In an interview with TPM, Resurgent Republic co-founder Whit Ayres sought to debunk the accusations.

First of all, Ayres said, Greenberg is wrong when he says the poll shows only a two-point gap in partisan identification. This appears to come from including independents who lean Democratic or independent. But Ayres said the poll’s cross-tabs actually put these people in the independent column. “That is not a reasonable way to interpret it, based on the way we asked the question,” said Ayres.

The actual gap, excluding those independent leaners, is 33% Democrats to 29% Republicans — pretty close to a recent Gallup poll showing 35% Democrats to 28% Republicans. And he said the poll’s methodology is the standard random-dial technique, with a cell-phone sample added in to make sure younger voters are represented.

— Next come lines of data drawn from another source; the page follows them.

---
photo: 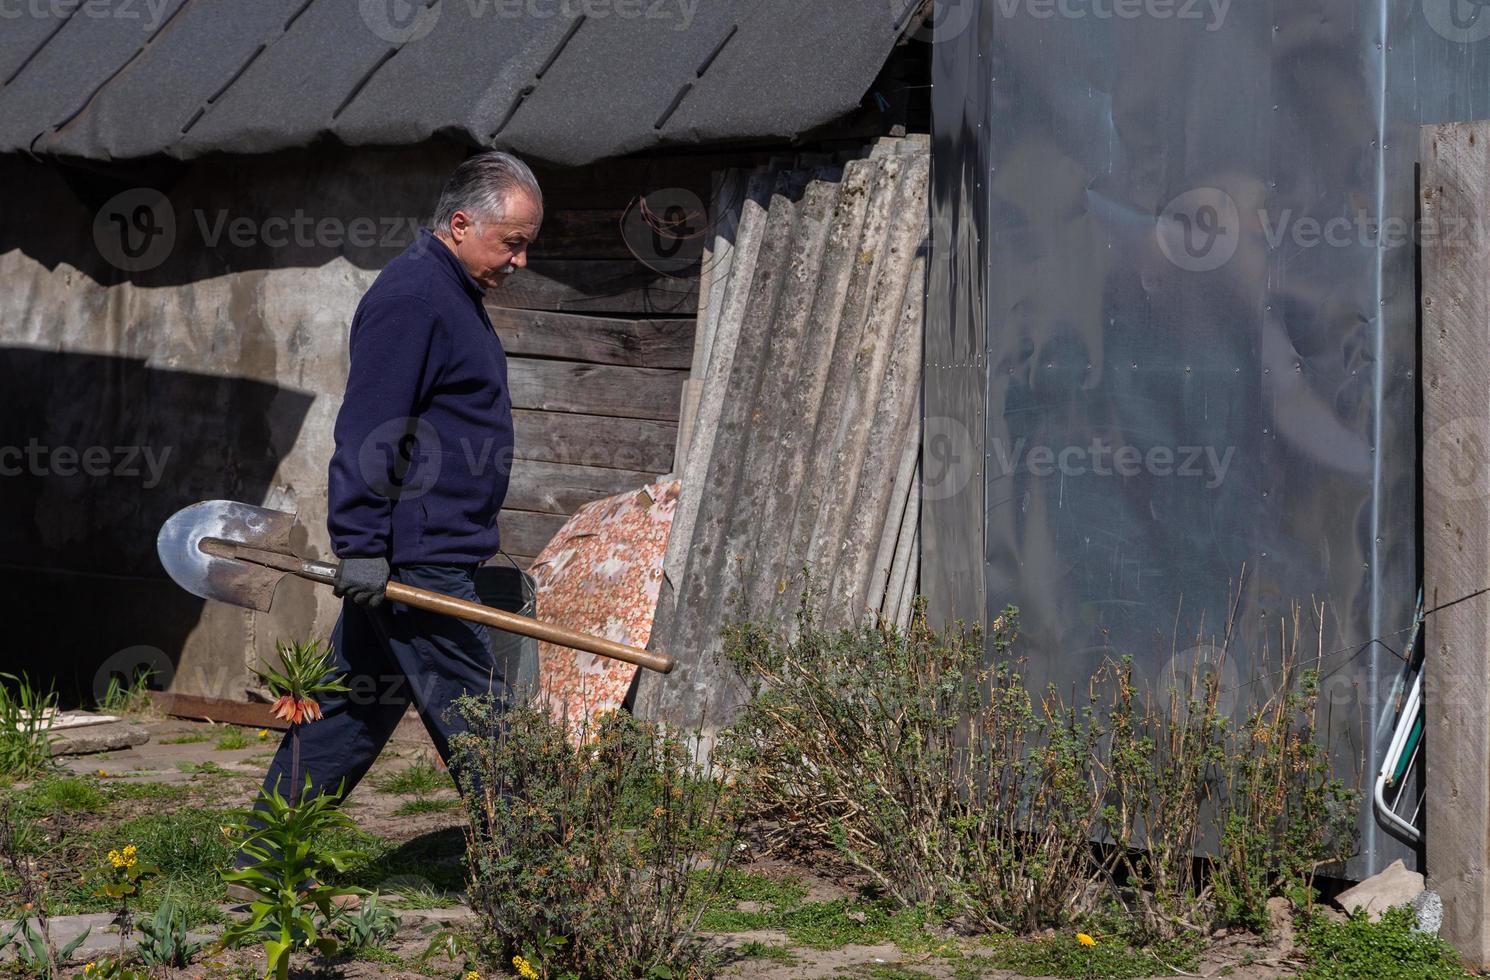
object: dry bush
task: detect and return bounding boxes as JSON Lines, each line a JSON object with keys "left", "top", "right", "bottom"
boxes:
{"left": 720, "top": 594, "right": 1356, "bottom": 940}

Ayres also disputed the accusation that respondents were given questions comparing Democratic and Republican positions, but that the Dem positions were phrased in a weak, caricatured way. Greenberg pointed specifically to one that summed up the Democratic economic position as: “Government policies should promote fairness by narrowing the gap between rich and poor, spreading the wealth, and making sure that economic outcomes are more equal.”

But Ayres said all the questions were indeed done in good faith.

“The ‘spreading the wealth’ was a phrase right from Barack Obama. Now they might argue that it was an off-hand comment that wasn’t really what he meant, and that’s why we didn’t just use that,” said Ayres. “But clearly, the position of the left is that it’s really important to narrow the gap between rich and poor, and make sure economic outcomes are more equal. I don’t consider that a bastardization of the liberal argument at all.”

He later added: “I’ve got a bunch of liberal friends who basically say, yup, that’s what we should do.”

“I think a fair minded person might say we would quibble with this one or that one,” said Ayres. “But on balance, they’ve done a pretty good job representing the Democratic point of view. That was our intent, anyway.”

Ayres had one other thing to say about Greenberg’s open letter: “Interesting that he sent it to the press before he — I still haven’t received a copy of it.”